I told him his idea was weird. ‘But okay.’

I went inside, got my things and Patrick drove me home.

Winsome invited him to stay at Belgravia but he rented a studio. It is non-depressing, two streets away in Clapham, and most of the time he is here. We talk about various things: if the hinge on the dishwasher door can be fixed or not; how two people who have ruined each other’s lives can be together again.

When people discover that you and your husband were separated for a time but have since reconciled, they put their head on the side and say, ‘Clearly you never stopped loving him deep down.’ But I did. I know I did. It is easier to say yes, you’re so right, because it is too much work to explain to them that you can stop and start again from nothing, that you can love the same person twice.

*

Patrick woke up when the shit remake had finished and started looking for his shoes.
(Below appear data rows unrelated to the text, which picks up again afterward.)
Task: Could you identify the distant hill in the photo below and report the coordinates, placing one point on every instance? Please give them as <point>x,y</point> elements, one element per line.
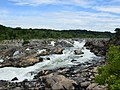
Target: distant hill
<point>19,33</point>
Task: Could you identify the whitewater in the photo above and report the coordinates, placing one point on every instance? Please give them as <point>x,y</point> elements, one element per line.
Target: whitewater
<point>56,61</point>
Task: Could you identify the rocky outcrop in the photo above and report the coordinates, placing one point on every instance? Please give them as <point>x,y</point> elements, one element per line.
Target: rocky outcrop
<point>98,47</point>
<point>58,50</point>
<point>59,82</point>
<point>78,52</point>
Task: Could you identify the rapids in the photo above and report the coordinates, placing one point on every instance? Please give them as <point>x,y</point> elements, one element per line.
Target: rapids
<point>56,61</point>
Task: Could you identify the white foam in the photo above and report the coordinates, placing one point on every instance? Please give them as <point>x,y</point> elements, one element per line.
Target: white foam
<point>56,61</point>
<point>53,43</point>
<point>1,60</point>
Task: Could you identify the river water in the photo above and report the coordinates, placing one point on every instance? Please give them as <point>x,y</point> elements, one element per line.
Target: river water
<point>56,61</point>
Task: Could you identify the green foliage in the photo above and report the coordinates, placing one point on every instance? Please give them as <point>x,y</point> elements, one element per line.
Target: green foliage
<point>110,73</point>
<point>19,33</point>
<point>25,42</point>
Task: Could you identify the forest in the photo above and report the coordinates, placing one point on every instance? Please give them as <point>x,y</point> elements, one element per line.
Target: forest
<point>8,33</point>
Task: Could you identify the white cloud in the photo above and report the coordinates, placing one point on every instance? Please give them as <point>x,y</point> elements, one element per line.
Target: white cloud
<point>66,20</point>
<point>83,3</point>
<point>110,9</point>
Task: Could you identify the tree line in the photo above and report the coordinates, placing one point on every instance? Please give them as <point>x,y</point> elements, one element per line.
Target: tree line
<point>19,33</point>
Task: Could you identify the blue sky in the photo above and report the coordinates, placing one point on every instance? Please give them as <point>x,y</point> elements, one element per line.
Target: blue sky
<point>95,15</point>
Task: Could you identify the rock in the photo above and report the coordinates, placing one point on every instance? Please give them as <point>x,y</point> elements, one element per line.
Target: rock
<point>10,52</point>
<point>95,69</point>
<point>73,60</point>
<point>40,59</point>
<point>17,88</point>
<point>32,60</point>
<point>91,86</point>
<point>43,53</point>
<point>58,50</point>
<point>85,84</point>
<point>78,52</point>
<point>59,82</point>
<point>100,87</point>
<point>48,58</point>
<point>14,79</point>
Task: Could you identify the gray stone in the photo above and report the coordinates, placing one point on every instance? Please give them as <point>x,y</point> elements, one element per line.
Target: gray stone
<point>85,84</point>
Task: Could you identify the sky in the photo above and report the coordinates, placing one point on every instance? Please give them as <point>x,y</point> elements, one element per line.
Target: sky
<point>94,15</point>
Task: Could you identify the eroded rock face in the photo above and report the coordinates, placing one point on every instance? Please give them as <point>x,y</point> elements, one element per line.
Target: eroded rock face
<point>99,47</point>
<point>58,50</point>
<point>78,52</point>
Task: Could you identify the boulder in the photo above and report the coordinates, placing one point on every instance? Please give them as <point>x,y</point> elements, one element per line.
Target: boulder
<point>57,82</point>
<point>91,86</point>
<point>78,52</point>
<point>40,59</point>
<point>58,50</point>
<point>85,84</point>
<point>100,87</point>
<point>14,79</point>
<point>43,53</point>
<point>32,60</point>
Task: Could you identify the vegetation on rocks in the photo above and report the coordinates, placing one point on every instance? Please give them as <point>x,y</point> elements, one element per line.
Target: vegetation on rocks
<point>110,73</point>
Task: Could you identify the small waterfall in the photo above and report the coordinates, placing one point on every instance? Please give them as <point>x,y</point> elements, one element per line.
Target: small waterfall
<point>56,61</point>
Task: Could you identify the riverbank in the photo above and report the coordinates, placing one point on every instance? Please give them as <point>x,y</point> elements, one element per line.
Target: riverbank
<point>80,75</point>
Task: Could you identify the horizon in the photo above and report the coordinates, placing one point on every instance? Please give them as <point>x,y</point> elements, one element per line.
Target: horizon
<point>102,16</point>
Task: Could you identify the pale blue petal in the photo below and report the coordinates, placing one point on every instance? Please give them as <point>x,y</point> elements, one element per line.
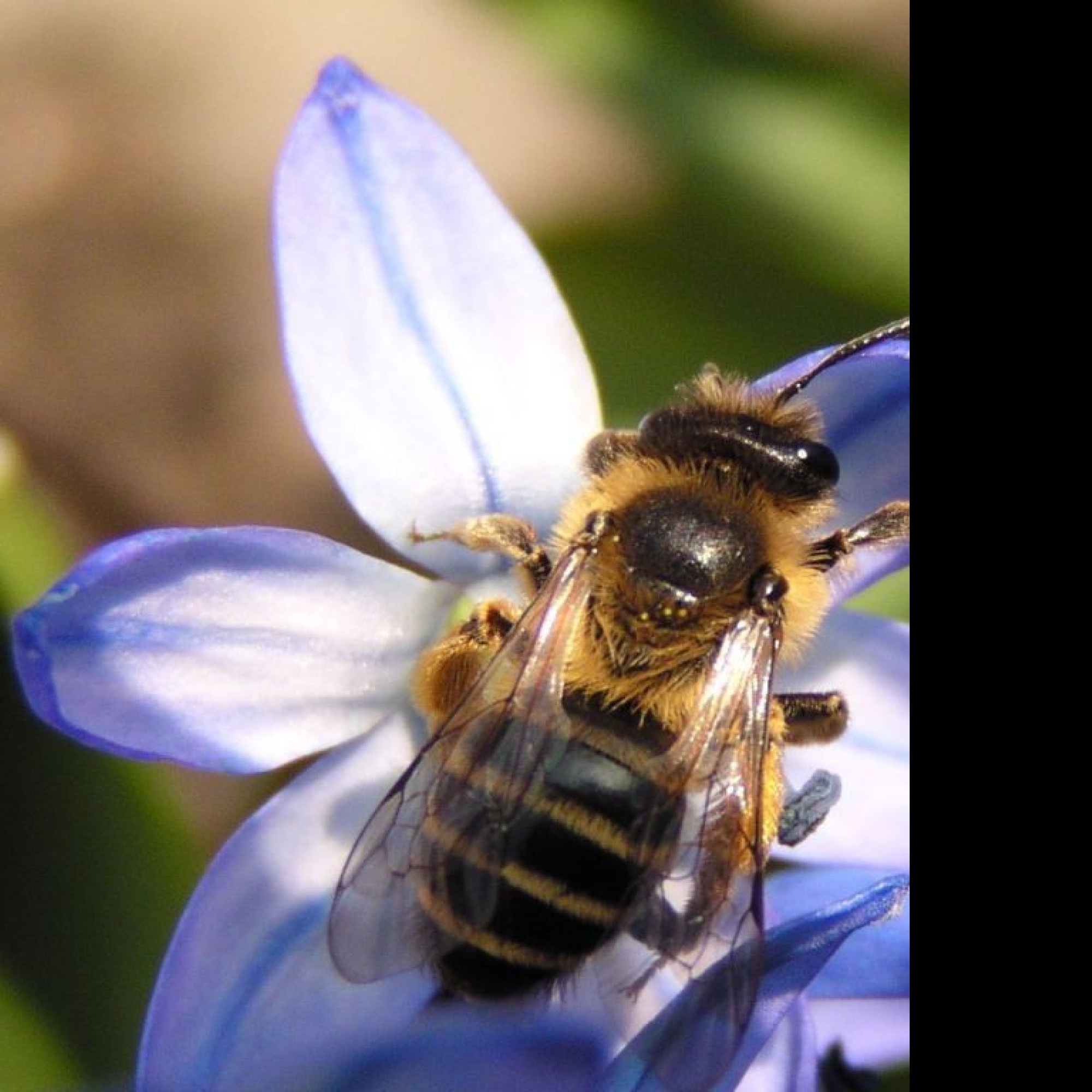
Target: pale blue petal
<point>869,660</point>
<point>231,649</point>
<point>483,1050</point>
<point>796,954</point>
<point>873,964</point>
<point>436,365</point>
<point>789,1062</point>
<point>248,998</point>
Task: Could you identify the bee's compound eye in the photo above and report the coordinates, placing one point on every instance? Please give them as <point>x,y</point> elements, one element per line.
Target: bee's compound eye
<point>821,461</point>
<point>768,588</point>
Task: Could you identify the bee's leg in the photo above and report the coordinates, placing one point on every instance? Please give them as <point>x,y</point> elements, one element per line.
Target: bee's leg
<point>447,671</point>
<point>812,718</point>
<point>500,535</point>
<point>804,811</point>
<point>886,527</point>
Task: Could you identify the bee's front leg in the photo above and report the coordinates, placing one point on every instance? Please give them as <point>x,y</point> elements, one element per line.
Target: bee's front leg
<point>447,671</point>
<point>886,527</point>
<point>498,533</point>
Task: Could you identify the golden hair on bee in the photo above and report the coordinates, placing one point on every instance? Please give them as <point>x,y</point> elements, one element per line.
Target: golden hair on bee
<point>606,759</point>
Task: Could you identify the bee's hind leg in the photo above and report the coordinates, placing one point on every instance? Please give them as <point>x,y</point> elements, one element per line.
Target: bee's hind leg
<point>449,669</point>
<point>805,810</point>
<point>886,527</point>
<point>500,533</point>
<point>810,719</point>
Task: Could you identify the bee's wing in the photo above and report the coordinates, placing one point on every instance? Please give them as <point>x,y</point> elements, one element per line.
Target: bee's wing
<point>715,892</point>
<point>458,797</point>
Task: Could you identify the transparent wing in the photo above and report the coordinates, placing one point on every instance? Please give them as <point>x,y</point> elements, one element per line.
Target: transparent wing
<point>707,916</point>
<point>459,797</point>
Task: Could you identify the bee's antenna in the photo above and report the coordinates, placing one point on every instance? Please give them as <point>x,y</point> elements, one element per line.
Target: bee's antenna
<point>898,329</point>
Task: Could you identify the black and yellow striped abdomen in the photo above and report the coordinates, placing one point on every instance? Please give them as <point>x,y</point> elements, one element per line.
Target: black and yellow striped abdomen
<point>568,867</point>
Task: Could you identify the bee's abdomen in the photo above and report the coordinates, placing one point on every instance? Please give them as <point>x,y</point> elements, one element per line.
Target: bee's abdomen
<point>575,858</point>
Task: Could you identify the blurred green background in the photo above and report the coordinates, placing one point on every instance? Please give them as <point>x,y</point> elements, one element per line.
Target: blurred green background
<point>721,182</point>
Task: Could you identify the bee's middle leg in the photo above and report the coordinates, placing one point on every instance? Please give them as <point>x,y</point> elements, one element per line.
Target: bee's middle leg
<point>812,718</point>
<point>500,533</point>
<point>449,669</point>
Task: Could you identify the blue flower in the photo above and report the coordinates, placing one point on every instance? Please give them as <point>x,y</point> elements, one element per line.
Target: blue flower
<point>441,377</point>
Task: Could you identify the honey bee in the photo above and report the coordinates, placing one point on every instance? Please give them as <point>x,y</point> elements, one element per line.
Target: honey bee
<point>607,761</point>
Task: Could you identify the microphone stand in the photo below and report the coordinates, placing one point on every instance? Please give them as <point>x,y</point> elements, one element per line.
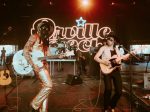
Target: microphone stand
<point>130,71</point>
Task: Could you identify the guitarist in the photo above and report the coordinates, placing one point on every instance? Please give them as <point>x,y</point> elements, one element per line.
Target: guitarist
<point>106,52</point>
<point>39,41</point>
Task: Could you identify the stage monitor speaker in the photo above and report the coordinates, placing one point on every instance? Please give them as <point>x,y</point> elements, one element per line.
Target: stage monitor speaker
<point>73,79</point>
<point>147,81</point>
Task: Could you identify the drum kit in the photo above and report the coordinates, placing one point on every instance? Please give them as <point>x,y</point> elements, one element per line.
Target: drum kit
<point>62,47</point>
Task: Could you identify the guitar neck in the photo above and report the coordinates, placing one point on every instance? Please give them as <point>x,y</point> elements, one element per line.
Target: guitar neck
<point>48,57</point>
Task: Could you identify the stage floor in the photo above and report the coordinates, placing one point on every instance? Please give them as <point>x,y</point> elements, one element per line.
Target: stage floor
<point>85,97</point>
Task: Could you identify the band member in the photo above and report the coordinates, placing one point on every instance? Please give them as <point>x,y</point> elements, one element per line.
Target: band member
<point>3,56</point>
<point>39,41</point>
<point>105,53</point>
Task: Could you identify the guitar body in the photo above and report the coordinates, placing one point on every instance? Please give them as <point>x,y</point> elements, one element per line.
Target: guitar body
<point>106,70</point>
<point>5,78</point>
<point>115,62</point>
<point>22,67</point>
<point>20,64</point>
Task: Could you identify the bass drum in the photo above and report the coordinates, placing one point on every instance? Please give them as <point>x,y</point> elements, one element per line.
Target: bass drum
<point>20,65</point>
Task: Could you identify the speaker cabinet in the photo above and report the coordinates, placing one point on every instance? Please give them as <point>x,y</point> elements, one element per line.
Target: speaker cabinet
<point>73,79</point>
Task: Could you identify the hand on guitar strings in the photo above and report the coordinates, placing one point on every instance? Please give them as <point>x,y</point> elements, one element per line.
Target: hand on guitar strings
<point>106,62</point>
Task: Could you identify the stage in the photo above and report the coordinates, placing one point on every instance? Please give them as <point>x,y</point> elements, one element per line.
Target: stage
<point>84,97</point>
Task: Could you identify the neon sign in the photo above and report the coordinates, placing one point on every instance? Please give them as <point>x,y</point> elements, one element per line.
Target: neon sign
<point>89,35</point>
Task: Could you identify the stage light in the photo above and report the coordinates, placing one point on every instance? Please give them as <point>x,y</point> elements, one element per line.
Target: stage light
<point>85,2</point>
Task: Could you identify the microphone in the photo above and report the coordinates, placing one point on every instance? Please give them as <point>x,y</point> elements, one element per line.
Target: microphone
<point>120,46</point>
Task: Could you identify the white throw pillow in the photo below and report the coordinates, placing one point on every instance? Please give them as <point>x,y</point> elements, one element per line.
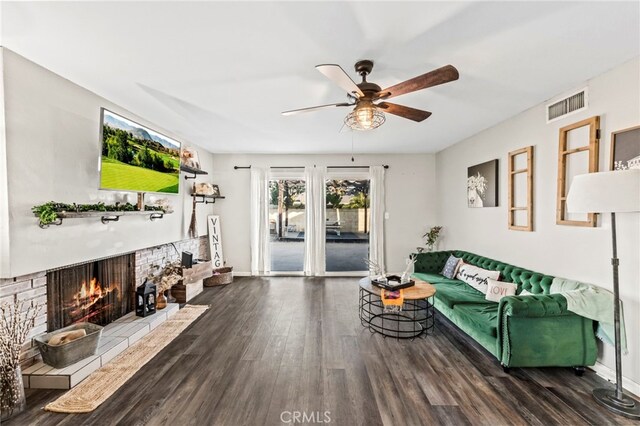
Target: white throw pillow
<point>499,289</point>
<point>476,277</point>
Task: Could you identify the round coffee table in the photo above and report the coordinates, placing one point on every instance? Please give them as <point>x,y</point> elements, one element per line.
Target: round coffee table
<point>416,318</point>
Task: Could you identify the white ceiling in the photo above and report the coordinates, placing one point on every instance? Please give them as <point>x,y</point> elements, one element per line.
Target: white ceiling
<point>219,73</point>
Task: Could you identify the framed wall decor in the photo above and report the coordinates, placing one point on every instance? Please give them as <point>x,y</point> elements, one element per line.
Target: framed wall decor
<point>215,241</point>
<point>482,185</point>
<point>520,189</point>
<point>625,149</point>
<point>577,154</point>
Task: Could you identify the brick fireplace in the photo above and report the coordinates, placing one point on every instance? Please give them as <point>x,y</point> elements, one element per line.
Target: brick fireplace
<point>98,292</point>
<point>35,288</point>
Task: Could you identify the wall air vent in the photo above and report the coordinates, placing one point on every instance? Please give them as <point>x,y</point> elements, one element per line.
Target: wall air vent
<point>568,105</point>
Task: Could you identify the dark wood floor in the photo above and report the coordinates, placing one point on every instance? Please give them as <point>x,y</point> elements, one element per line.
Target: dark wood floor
<point>269,346</point>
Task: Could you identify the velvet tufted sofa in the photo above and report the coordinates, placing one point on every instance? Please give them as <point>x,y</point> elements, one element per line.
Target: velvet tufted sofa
<point>521,331</point>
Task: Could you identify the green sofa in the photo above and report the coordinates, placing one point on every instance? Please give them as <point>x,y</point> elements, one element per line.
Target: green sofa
<point>521,331</point>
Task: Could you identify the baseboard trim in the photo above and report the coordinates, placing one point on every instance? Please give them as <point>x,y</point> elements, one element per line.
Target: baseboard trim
<point>610,375</point>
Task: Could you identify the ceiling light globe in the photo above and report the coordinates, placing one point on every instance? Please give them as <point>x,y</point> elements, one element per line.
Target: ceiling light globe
<point>365,116</point>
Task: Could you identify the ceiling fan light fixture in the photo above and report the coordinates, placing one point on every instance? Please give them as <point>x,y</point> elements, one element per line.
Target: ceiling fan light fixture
<point>365,116</point>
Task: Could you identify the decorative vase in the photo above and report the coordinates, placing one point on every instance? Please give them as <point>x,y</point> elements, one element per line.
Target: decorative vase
<point>161,301</point>
<point>14,391</point>
<point>170,298</point>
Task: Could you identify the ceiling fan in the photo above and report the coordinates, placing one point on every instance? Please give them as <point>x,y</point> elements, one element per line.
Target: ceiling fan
<point>369,112</point>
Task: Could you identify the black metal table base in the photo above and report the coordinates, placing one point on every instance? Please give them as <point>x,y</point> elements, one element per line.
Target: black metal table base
<point>416,319</point>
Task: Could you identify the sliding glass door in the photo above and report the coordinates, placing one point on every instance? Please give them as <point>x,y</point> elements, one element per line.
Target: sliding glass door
<point>320,221</point>
<point>347,224</point>
<point>287,222</point>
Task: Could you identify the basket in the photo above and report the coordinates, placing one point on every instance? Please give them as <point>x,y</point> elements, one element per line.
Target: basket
<point>222,276</point>
<point>72,352</point>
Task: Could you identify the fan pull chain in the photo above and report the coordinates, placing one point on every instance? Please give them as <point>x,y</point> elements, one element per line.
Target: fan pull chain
<point>352,159</point>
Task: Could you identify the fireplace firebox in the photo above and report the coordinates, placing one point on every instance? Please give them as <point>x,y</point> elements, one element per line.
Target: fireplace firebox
<point>98,292</point>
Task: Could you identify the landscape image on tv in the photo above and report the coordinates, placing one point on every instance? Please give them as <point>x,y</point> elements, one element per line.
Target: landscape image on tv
<point>136,158</point>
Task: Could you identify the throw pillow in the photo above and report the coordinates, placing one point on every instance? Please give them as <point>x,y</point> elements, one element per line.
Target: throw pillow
<point>476,277</point>
<point>496,290</point>
<point>451,267</point>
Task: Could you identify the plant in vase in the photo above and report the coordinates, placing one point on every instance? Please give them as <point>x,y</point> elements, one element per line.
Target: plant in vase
<point>170,275</point>
<point>16,321</point>
<point>431,237</point>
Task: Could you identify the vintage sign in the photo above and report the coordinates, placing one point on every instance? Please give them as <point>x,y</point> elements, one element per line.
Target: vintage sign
<point>215,242</point>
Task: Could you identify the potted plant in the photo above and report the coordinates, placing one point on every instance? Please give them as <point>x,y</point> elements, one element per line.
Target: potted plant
<point>431,238</point>
<point>16,321</point>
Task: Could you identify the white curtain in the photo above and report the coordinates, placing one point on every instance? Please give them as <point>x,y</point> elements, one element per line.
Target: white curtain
<point>260,260</point>
<point>376,235</point>
<point>314,250</point>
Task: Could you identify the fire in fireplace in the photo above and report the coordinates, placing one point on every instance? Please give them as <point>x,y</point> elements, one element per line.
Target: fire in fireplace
<point>98,292</point>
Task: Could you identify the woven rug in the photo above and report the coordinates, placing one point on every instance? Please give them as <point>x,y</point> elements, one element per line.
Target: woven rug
<point>105,381</point>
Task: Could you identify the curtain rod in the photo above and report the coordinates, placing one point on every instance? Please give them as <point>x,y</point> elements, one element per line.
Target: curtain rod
<point>302,167</point>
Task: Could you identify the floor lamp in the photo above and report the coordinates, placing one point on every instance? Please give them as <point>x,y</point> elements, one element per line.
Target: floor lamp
<point>610,192</point>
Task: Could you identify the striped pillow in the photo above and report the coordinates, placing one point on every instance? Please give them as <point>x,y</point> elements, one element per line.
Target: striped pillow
<point>451,267</point>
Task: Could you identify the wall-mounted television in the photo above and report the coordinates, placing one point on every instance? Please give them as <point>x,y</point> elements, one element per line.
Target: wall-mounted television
<point>136,158</point>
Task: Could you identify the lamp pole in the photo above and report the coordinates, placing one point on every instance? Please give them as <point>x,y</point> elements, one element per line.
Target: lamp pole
<point>617,402</point>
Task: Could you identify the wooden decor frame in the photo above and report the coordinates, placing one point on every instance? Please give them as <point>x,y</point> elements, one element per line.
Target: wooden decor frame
<point>528,152</point>
<point>593,148</point>
<point>618,137</point>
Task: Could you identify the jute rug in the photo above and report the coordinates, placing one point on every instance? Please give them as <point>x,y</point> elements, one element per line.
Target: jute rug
<point>104,382</point>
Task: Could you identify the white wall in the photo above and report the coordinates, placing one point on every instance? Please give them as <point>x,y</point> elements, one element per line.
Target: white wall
<point>410,192</point>
<point>53,149</point>
<point>573,252</point>
<point>4,194</point>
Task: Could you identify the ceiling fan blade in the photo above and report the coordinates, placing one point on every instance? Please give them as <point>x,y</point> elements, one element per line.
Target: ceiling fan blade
<point>404,112</point>
<point>297,111</point>
<point>336,74</point>
<point>433,78</point>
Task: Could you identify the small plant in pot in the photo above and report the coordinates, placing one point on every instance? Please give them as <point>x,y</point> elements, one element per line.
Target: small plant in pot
<point>16,321</point>
<point>431,238</point>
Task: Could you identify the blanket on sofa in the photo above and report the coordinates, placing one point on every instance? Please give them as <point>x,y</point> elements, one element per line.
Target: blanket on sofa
<point>592,302</point>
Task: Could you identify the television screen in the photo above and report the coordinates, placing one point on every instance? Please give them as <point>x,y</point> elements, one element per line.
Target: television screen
<point>136,158</point>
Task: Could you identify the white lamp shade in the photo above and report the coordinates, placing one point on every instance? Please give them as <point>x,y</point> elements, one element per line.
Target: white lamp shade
<point>605,192</point>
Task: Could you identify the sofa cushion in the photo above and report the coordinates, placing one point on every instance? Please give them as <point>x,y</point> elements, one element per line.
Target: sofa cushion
<point>484,316</point>
<point>451,267</point>
<point>499,289</point>
<point>455,293</point>
<point>476,277</point>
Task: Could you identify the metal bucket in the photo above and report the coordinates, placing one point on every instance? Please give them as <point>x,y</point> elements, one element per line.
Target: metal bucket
<point>72,352</point>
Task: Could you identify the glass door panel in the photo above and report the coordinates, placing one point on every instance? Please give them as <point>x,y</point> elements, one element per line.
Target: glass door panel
<point>347,225</point>
<point>287,222</point>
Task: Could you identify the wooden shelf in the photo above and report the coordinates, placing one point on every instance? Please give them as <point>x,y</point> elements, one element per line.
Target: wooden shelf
<point>105,217</point>
<point>192,171</point>
<point>199,198</point>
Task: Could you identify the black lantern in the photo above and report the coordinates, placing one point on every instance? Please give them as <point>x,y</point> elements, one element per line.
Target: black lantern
<point>146,299</point>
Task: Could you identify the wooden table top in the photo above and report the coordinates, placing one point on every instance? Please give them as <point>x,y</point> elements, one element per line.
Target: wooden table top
<point>422,289</point>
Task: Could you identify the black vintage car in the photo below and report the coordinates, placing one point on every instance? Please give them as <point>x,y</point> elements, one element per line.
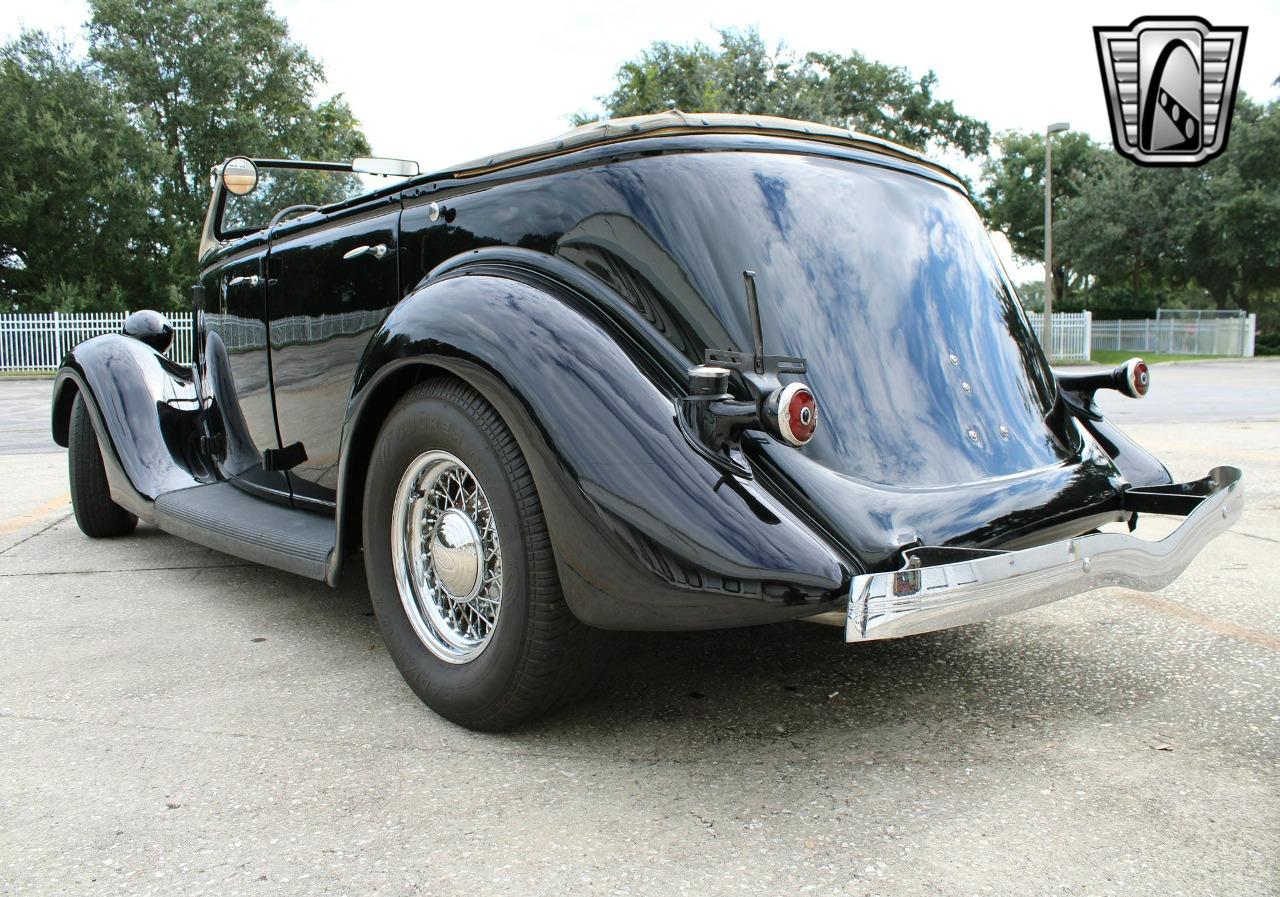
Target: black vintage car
<point>668,373</point>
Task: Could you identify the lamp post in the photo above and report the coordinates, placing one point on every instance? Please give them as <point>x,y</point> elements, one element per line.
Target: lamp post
<point>1047,328</point>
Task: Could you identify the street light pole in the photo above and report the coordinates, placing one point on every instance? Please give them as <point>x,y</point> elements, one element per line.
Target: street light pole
<point>1047,328</point>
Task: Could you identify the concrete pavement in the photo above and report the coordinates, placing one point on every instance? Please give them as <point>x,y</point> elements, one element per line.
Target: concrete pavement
<point>178,722</point>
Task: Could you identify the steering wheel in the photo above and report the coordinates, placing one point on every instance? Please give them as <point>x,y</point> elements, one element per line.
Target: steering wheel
<point>289,210</point>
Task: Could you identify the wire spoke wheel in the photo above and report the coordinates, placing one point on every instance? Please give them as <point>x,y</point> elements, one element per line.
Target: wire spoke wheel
<point>447,557</point>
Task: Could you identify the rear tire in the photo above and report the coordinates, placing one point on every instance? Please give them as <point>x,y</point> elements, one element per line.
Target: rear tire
<point>96,515</point>
<point>472,612</point>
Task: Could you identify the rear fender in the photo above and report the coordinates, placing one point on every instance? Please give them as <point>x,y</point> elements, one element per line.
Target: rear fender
<point>648,531</point>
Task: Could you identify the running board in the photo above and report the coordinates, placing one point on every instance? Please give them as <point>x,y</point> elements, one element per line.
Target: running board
<point>224,518</point>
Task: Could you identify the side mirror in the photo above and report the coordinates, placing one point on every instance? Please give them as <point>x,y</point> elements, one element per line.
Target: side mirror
<point>391,168</point>
<point>240,175</point>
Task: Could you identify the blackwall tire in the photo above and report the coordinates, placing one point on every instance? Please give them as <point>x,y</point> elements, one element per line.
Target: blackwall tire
<point>460,564</point>
<point>96,515</point>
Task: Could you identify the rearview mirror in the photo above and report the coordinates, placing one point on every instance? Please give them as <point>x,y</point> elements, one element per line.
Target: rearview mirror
<point>391,168</point>
<point>240,175</point>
I did not want him to go. I said, ‘Do you want to watch Bake Off with me?’

We watched the episode with the Baked Alaska. He hadn’t seen it.

At the end, I told him that Ingrid still thinks the saboteur took it out of the fridge on purpose. Patrick said there was no way. He said, ‘She just made a mistake because the pressure is so extreme.’ I smiled at him – a man who can work all day in intensive care, then characterise the pressure on a contestant in Dessert Week as extreme. He asked me what I thought. I told him I had been on the fence but now I could see it was no one’s fault.